Year: Title; Label; Note
1980: "My Tape's Gone / Moonmid Summer"; Razz
"We're Like You / Hey": Split 7" with Chris Sievey
"Yellow Spot / If Its News"
"Oh Girl / No Money"
"I'm in Love with the Girl on the Manchester Virgin Megastore Checkout Desk": MCA
1981: "I'm in Love with the Girl on a Certain Manchester Megastore Checkout Desk"; Charted at 54 on the UK Singles Chart, 14 February 1981
"Wrap Up the Rockets"
"I Can't Get "Bouncing Babies" by the Teardrop Explodes" / "Tell Her I'm Ill"

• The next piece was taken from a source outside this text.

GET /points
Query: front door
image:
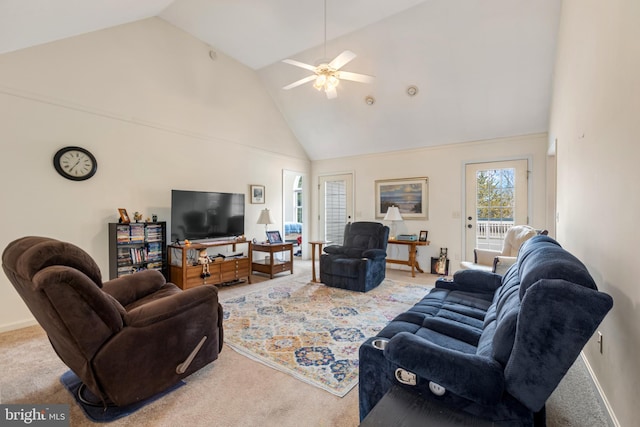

"Dancin' Doctors / One to One": Razz
1982: "If You Really Love Me, Buy Me a Shirt" / "I Am the Walrus"; CV
"Fasten Your Seat Belts" / "Best We Can Do": Stiff

===VHS===
- Razzvizz 2 (1981), Razz

== Lineup ==
On the Freshies' first release, 1977's All Sleep's Secrets, Sievey was the only credited artist. The earliest known line up of the band beyond just Sievey also consists of Barry Spencer on vocals and guitar, Paul Whittle on keyboards, Richard Maunder on bass, and Bob Dixon on drums. This is the lineup featured on the 1978 promo cassette Manchester Plays. The 1979 Banana Island album credits a similar line-up, minus Paul Whittle who is replaced by Sievey on keyboards. In 1980, Bob Dixon was replaced by Neil Tomkinson on drums for the "Yellow Spot" and "My Tape's Gone" singles, before himself being replaced by Mike Doherty for the Rough N Ready mini-album. Also replaced for the mini-album was Richard Maunder on bass guitar, who was replaced with Rick Sarko. This line up played on two 1981 singles; "Dancin' Doctors" and "If You Really Love Me, Buy Me a Shirt", before breaking up. In 1982, Sievey released a single with Barbara O'Donovan under the name the Freshies, titled "Fasten Your Seatbelts". In 1984, he released an untitled solo EP as the Freshies, and in 1985 issued The Johnny Radar Story, as the Freshies.